И американец в том же энергичном тоне рассказал, что он жил в России, был представителем каких-то молотилок и тракторов; во времена Деникина[7] явился с миссией Красного Креста как специалист по русским делам; узнал все и всех, включая Махно[8], Струка[9], генерала Мамантова[10] и работу на оборону.
«Одно меня удивляет, — сказал он в заключение разговора, — я понимаю самые дикие вещи. Я понимаю, что мы, американцы, настолько богаты, что могли позволить себе роскошь восемь лет подряд иметь президентом идиота[11]; я понимаю, почему можно занять Германию вплоть до Фридрихштрассе[12] и все же не получить ни одного пфеннига контрибуции; я понимаю, как малыш Карпантье разбил морду гиганту Левинскому[13]. Но шикарности этих русских, которые каждый город превращают в бэттлфильдс, я никак не пойму. В чем дело? Что за наклонности миллиардера у ваших вшивых нищих?»
Я опустил голову, поковырял ножом в солонке и стал расспрашивать о молоденькой жене 72-летнего патриарха американских рабочих Самуила Гомперса[14].

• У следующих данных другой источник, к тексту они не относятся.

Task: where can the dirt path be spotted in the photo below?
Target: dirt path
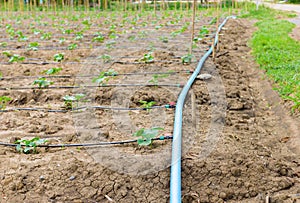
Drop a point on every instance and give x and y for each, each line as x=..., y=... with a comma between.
x=240, y=153
x=296, y=8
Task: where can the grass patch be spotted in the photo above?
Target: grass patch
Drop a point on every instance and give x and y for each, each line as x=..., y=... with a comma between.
x=277, y=53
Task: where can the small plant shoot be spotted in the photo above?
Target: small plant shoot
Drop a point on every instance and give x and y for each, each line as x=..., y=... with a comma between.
x=147, y=104
x=3, y=102
x=29, y=146
x=42, y=82
x=148, y=58
x=187, y=59
x=52, y=71
x=69, y=100
x=145, y=136
x=155, y=78
x=104, y=77
x=33, y=46
x=59, y=57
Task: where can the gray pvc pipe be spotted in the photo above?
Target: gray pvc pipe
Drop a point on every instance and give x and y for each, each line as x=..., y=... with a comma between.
x=175, y=182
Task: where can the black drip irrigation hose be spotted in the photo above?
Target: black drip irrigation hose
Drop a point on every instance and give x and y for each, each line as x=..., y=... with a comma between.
x=97, y=63
x=87, y=76
x=94, y=86
x=161, y=138
x=167, y=106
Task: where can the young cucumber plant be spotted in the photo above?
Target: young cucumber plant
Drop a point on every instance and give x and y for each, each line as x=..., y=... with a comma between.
x=148, y=58
x=3, y=101
x=155, y=78
x=146, y=104
x=42, y=82
x=34, y=46
x=105, y=58
x=104, y=77
x=72, y=46
x=29, y=146
x=98, y=38
x=59, y=57
x=52, y=71
x=145, y=136
x=69, y=100
x=13, y=57
x=187, y=59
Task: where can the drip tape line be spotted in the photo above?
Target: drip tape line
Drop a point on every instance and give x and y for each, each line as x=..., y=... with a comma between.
x=167, y=106
x=87, y=76
x=98, y=63
x=94, y=86
x=161, y=138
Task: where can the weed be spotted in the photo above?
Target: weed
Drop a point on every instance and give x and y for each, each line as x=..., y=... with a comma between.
x=72, y=46
x=98, y=38
x=187, y=59
x=203, y=32
x=148, y=58
x=52, y=71
x=3, y=44
x=155, y=78
x=146, y=135
x=104, y=77
x=78, y=36
x=29, y=146
x=46, y=36
x=42, y=82
x=147, y=104
x=110, y=44
x=3, y=101
x=164, y=39
x=59, y=57
x=33, y=46
x=69, y=100
x=62, y=40
x=106, y=58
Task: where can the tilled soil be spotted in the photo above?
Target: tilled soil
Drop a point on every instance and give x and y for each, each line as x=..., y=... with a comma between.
x=239, y=146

Но представителя тракторов не так-то легко было сбить с позиции. Его требования зашли так далеко, что он заинтересовался судьбой атамана Балбачана, главы «левобережной зализницы[15]», и точным числом погромов, произведенных в Знаменке со времени его отъезда из России…

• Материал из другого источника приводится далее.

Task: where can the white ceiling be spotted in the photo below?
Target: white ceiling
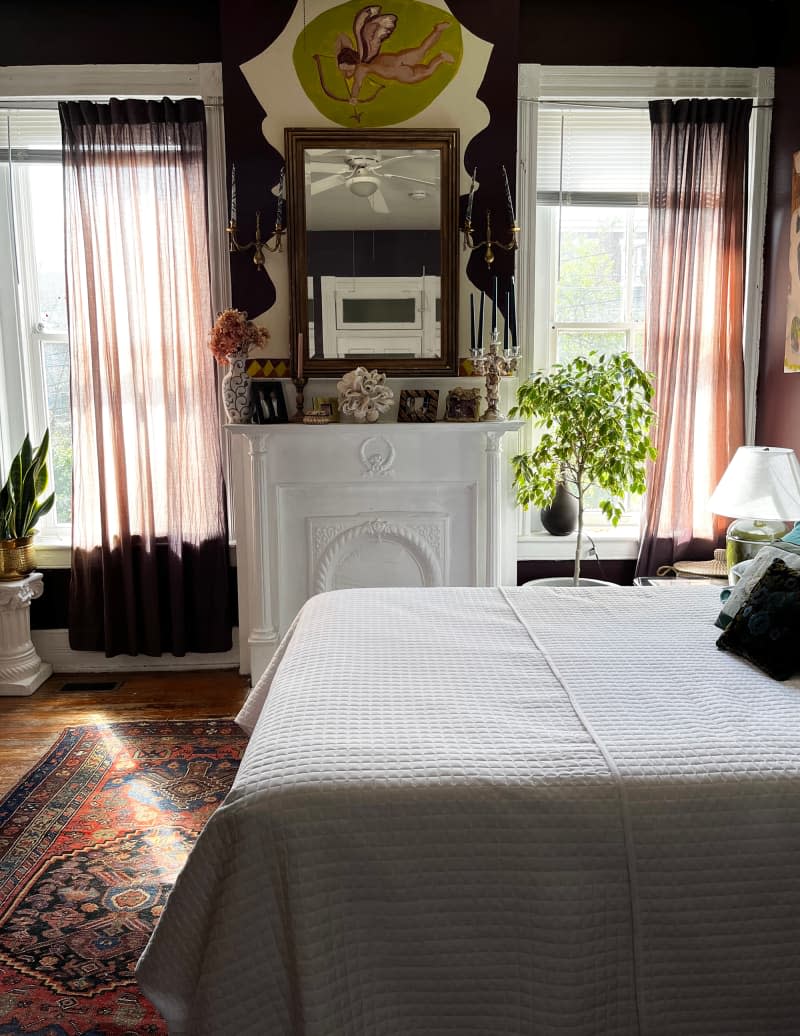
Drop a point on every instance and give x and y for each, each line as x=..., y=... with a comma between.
x=399, y=173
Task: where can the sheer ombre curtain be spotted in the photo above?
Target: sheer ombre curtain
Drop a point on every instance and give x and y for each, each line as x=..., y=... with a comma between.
x=693, y=326
x=149, y=538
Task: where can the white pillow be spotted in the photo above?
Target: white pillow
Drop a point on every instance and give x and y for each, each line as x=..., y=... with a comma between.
x=739, y=594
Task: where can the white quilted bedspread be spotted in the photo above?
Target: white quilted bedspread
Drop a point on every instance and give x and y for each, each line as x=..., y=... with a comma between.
x=491, y=812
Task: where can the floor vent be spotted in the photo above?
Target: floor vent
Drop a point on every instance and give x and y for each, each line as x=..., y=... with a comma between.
x=90, y=685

Я удовлетворял, как мог, его любопытство, я рассказывал до тех пор, пока гул нашего мотора не заглушил моих слов и американец на прощанье не взял моего парижского адреса.
С тех пор прошло немало времени, но стоит нам встретиться, как снова и снова мы блуждаем по русским бэттлфильдс. Одно имя вызывает сотню других; крошечный штришок, воспоминание о характерной фразе Троцкого, Григорьева[16], казачьих вождей воскрешает эпоху, громоздит такие вороха невероятных событий, что, кажется, из этого лабиринта не выйдешь.
И этого сознания, затаенного, проклятого, укусившего душу ненавистью, бешенством, звериной скорбью, — не изживешь, не перейдешь, пока жив будешь…
Хочется молиться, чтоб отшибло память, обрезало концы той жизни, чтоб по ночам на асфальтах залитой электрическими солнцами Concorde[17] какой-то голос не шептал: и здесь еще будет то самое, и здесь еще прольется кровь и станет сплошное бэттлфильдс.